In the World Series setting, a bullpen game just feels wrong | ET REALITY

[ad_1]

The Athletic has live coverage of Rangers vs. Diamondbacks in Game 5 of the World Series

PHOENIX — Game 4 of the World Series should have come with a Halloween warning label: Overuse of overmatched relief pitchers. May not be suitable for die-hard fans.

There were 11 hits from the winning team, 12 hits from the losing team, 13 pitchers in total, and it could have taken 14 hours, if not for the shot clock.

That’s a modern innovation that kept the Texas Rangers’ 11-7 rout of the Arizona Diamondbacks tolerable: It ended in less than 200 minutes. Then again, so was “Waterworld,” and audiences didn’t like that either.

With wild card winners and low-wattage superstars, this World Series always had the challenge of capturing provincial fans in coastal markets. However, the first three games were convincing and an Arizona victory in Game 4 would have ensured that the Series would extend to at least six games for the fifth consecutive year.

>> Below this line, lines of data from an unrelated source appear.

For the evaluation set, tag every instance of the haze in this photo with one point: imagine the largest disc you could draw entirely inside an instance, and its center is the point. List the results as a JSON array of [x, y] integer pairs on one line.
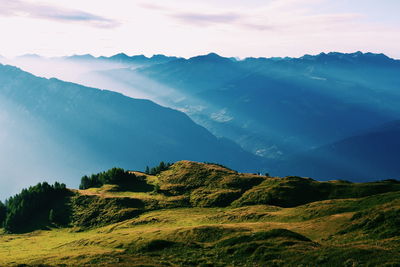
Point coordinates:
[[188, 28]]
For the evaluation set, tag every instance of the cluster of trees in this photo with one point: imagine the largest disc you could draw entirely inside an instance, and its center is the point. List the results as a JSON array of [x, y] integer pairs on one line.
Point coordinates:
[[157, 169], [117, 176], [32, 206]]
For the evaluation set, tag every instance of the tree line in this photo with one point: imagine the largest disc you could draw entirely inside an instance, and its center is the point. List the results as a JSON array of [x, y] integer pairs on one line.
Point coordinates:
[[157, 169], [113, 176], [20, 211]]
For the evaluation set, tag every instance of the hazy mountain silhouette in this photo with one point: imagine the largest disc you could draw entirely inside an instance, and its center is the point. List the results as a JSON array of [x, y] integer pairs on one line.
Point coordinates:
[[371, 155], [274, 106], [54, 129]]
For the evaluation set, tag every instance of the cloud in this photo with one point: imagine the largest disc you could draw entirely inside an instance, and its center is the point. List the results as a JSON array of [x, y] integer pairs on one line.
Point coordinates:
[[19, 8], [201, 18]]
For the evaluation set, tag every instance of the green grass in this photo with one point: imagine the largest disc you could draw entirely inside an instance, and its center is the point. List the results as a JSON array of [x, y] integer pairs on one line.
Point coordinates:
[[216, 221]]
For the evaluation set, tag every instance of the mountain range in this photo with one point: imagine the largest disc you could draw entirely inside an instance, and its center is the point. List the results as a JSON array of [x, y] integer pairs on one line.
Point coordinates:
[[288, 111]]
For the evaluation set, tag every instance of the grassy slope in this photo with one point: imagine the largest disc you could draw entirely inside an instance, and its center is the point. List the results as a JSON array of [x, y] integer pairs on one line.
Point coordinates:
[[331, 232]]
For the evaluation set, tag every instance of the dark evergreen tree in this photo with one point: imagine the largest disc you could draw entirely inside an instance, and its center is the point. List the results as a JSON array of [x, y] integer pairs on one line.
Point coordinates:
[[3, 211]]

Now the Rangers are leading, three games to one, with a chance to clinch their first title in Game 5 on Wednesday. Fortunately, it’s a rematch between experienced starting pitchers, Nathan Eovaldi for Texas and Zac Gallen for Arizona. This time there are no openers.

The first game, before it was called that, was once a charming part of World Series history: 99 years ago, the Washington Senators started Game 7 with a little-used right-hander, Curly Ogden, hoping to attract the New York Giants to load their lineup. with lefties. Ogden faced only two batters, so there was no three-batter minimum! – before giving way to a lefty, and the senators won.

Now, of course, the opener is a common tactic, popularized by the Tampa Bay Rays, baseball’s low-budget learning laboratory. We’ve had bullpen games several times in the recent World Series (from the Rays and Dodgers in 2020 and from the injury-ravaged Braves in 2021) and the Diamondbacks embraced the idea for Game 4.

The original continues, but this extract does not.